I'm trying to parse a CSV file (with header line) using boost spirit.
The csv is not in a constant format. Sometimes there is some extra column or the order of the column is mixed. I'm interested in few columns, whose header name is well known.
For instance my CSV may look like:
Name,Surname,Age
John,Doe,32
Or:
Age,Name
32,John
I want to parse only the content of Name and Age (N.B. Age is integer type). At the moment i come out with a very ugly solution where Spirit parses the first line and creates a vector that contains an enum in the positions i'm interested into.
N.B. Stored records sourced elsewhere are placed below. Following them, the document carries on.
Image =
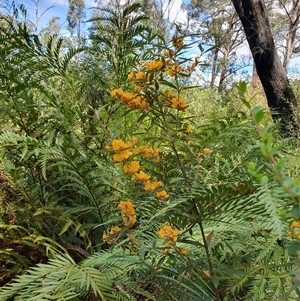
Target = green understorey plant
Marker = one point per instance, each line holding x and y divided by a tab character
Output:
133	195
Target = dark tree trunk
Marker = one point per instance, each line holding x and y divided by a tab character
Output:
280	97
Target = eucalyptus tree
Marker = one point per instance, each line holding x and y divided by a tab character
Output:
217	27
75	15
284	19
280	97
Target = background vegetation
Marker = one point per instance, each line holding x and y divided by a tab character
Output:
125	177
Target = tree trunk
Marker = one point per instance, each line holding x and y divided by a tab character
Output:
280	97
255	78
294	16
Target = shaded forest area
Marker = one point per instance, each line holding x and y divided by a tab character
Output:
134	168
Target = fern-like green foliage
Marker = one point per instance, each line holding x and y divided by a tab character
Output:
62	279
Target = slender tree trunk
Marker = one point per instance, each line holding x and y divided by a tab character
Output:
255	78
214	71
294	16
280	97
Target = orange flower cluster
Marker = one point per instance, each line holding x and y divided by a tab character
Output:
178	103
128	213
155	65
111	236
177	41
295	230
132	100
147	152
132	168
137	76
173	101
162	194
173	69
205	152
151	186
121	149
141	176
170	235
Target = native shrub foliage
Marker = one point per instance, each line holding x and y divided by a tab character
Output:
132	187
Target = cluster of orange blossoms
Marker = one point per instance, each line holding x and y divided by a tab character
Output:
111	236
167	64
132	100
205	152
128	213
170	235
124	150
173	101
295	230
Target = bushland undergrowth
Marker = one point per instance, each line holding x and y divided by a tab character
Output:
122	183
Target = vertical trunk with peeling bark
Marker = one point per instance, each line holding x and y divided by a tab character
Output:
280	97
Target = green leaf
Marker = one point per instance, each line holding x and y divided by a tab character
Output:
296	211
293	248
242	87
258	114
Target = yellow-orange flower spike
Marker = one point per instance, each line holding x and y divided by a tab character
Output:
141	176
128	213
151	186
177	42
162	194
122	156
131	75
115	230
132	168
178	103
126	207
168	233
140	76
183	251
154	65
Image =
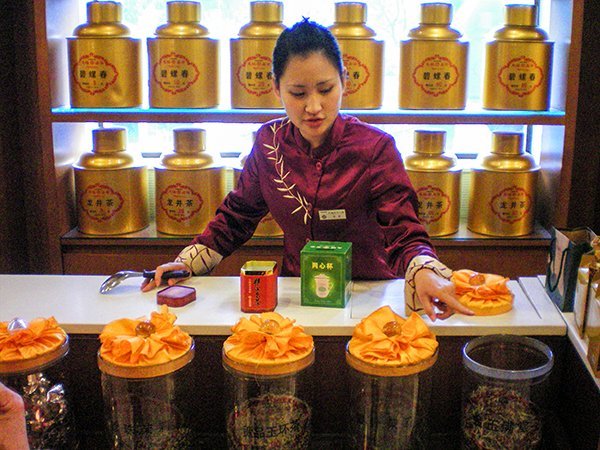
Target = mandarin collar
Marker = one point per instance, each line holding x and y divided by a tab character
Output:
334	136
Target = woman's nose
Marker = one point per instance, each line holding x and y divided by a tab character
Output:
313	104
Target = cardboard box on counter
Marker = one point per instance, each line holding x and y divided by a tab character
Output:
326	273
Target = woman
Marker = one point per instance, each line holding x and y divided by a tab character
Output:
325	177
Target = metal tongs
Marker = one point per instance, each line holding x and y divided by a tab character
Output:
116	279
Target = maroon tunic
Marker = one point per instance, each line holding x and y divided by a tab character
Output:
353	188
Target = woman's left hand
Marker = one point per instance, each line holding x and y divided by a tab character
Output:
436	292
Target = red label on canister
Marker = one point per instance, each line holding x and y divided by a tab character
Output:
258	286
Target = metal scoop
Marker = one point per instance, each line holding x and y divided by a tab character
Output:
116	279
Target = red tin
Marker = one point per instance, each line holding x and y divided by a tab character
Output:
258	286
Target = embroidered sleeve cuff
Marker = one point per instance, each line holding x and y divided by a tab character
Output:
199	258
411	301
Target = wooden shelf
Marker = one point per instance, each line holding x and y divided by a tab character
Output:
471	115
87	254
540	237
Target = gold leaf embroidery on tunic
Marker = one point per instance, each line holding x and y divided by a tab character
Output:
289	191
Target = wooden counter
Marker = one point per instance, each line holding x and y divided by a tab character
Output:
78	306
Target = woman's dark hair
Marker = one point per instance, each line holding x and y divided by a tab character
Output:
302	39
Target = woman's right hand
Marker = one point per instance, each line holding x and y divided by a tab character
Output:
150	283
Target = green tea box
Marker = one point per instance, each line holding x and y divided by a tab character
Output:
326	273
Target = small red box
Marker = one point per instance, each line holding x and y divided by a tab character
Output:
258	290
176	296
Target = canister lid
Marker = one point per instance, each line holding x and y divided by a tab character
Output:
266	21
521	15
431	142
108	140
351	12
103	12
434	25
266	11
182	12
148	371
103	21
507	143
190	151
436	13
183	21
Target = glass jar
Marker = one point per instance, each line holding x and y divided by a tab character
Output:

And then i have to do the parsing of the terminal symbols by hand...
enum LineItems {
NAME, AGE, UNUSED
};
struct CsvLine {
string name;
int age;
};
using Column = std::string;
using CsvFile = std::vector<CsvLine>;
template<typename It>
struct CsvGrammar: qi::grammar<It, CsvFile(), qi::locals<std::vector<LineItems>>, qi::blank_type> {
CsvGrammar() :
CsvGrammar::base_type(start) {
using namespace qi;
static const char colsep = ',';
start = qi::omit[header[qi::_a = qi::_1]] >> eol >> line(_a) % eol;
header = (lit("Name")[phx::push_back(phx::ref(qi::_val), LineItems::NAME)]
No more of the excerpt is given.